A quien todavía le quepa alguna duda del carácter criminal e inhumano del sistema capitalista, lo invitamos a darse una vuelta por dos de las principales cárceles de nuestro país: la Penitenciaría Nacional “Tacumbú” y la Unidad Penitenciaria Industrial “Esperanza”.

 Auténticos depósitos de pobres abandonados a su suerte, la mayoría de ellos sin cama, comida, techo ni defensa alguna.

El domingo es el día de mayor cantidad de visitas en ambas cárceles. Frente al penal, largas colas de mujeres aguardando el ingreso para encontrarse con sus esposos, hijos, hermanos, nietos. Como de costumbre fuimos con Luis Casabianca* y otros compañeros de la Juventud Comunista a visitar a Néstor Castro y Rubén Villalba, ambos presos políticos del “Caso Curuguaty”.
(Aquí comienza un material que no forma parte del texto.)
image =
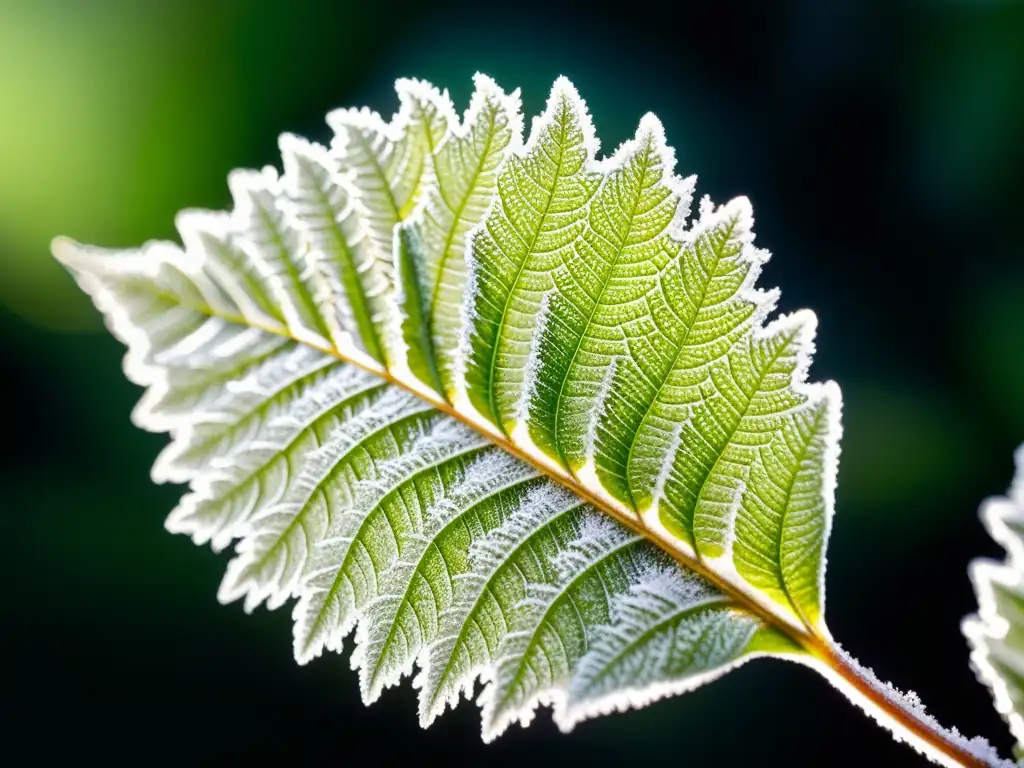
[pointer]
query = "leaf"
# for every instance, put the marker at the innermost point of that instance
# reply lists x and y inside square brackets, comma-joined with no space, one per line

Luego de atravesar el absurdo control que consiste en verificar si los hombres no tienen barba, aros, pantalones cortos o zapatillas y las mujeres pantalón o camisillas, nos dirigimos hacia el Pabellón “Libertad” donde desde hace dos semanas guarda reclusión Rubén Villalba. Un enjambre de presos escuálidos y sucios que se ofrecen a buscar a tu preso pidiendo cigarrillos o monedas, acompaña la travesía por los pasillos de Tacumbú hasta “el pabellón de los hermanos”. Es casi normal ya ver como de cuando en cuando algún guardiacárcel golpea a los presos que se acercan a los visitantes para abrir paso. Impotencia total.

El pabellón de los hermanos

El Pabellón Libertad es como una cárcel dentro de otra. Está administrado por la Iglesia Raíces y es el refugio menos brutal para los presos pobres de Tacumbú. Reglas claras y estrictas: nada de drogas ni peleas. Los presos pasan por un proceso de “adaptación” a las reglas del pabellón, hay horarios de culto, talleres de forrado en cuero, ocasionales conciertos y un extenso patio con varias mesas y sillas donde los presos reciben a sus visitas.

Un ambiente más relajado para sobrellevar el encierro. Pero de comida ni hablemos, como en el resto del penal cada preso debe comprar su comida diaria de la surtida cantina u organizarse para cocinar con otros presos. Sin dinero no hay comida. Un presupuesto mínimo de diez mil guaraníes al día. Y uno se pregunta: ¿A dónde va a parar el multimillonario presupuesto para alimentación del Ministerio de Justicia y Trabajo?

Y Rubén, recuperándose físicamente de su huelga de hambre y a la espera de que el Juzgado de Curuguaty defina la fecha de realización de la Audiencia Preliminar, celebra la suerte de haber sido trasladado al “pabellón de los hermanos” por mediación de un compueblano suyo.

Para muestra basta un botón

En “Libertad” conocimos a Andrés López Contreras un día antes de que junto a Sindulfo De León Gómez iniciaran una huelga de hambre en reclamo de su inmediata libertad.

Andrés está preso desde el 2009 acusado de “Tenencia de estupefacientes”. A la fecha, lleva 4 años y dos meses recluido sin condena. La causa debería ser declarada extinta, pero el Juzgado de Garantías N° 10 a cargo del Dr. Ayala Brun parece no haberse dado por enterado. No tiene defensa, ni recursos para solventar alguna.

Sindulfo lleva 5 años y 5 meses preso. Acusado primero de robo agravado –sobreseído- y luego de homicidio, manifiesta nunca haber sido llamado siquiera a comparecer por la segunda causa. Su proceso también debería ser declarado extinto, pero Sindulfo cuenta que su defensor público, Eduardo Alarcón, pretende solicitar una revisión de medidas ante el Juzgado de Lambaré donde se encuentra varado su expediente.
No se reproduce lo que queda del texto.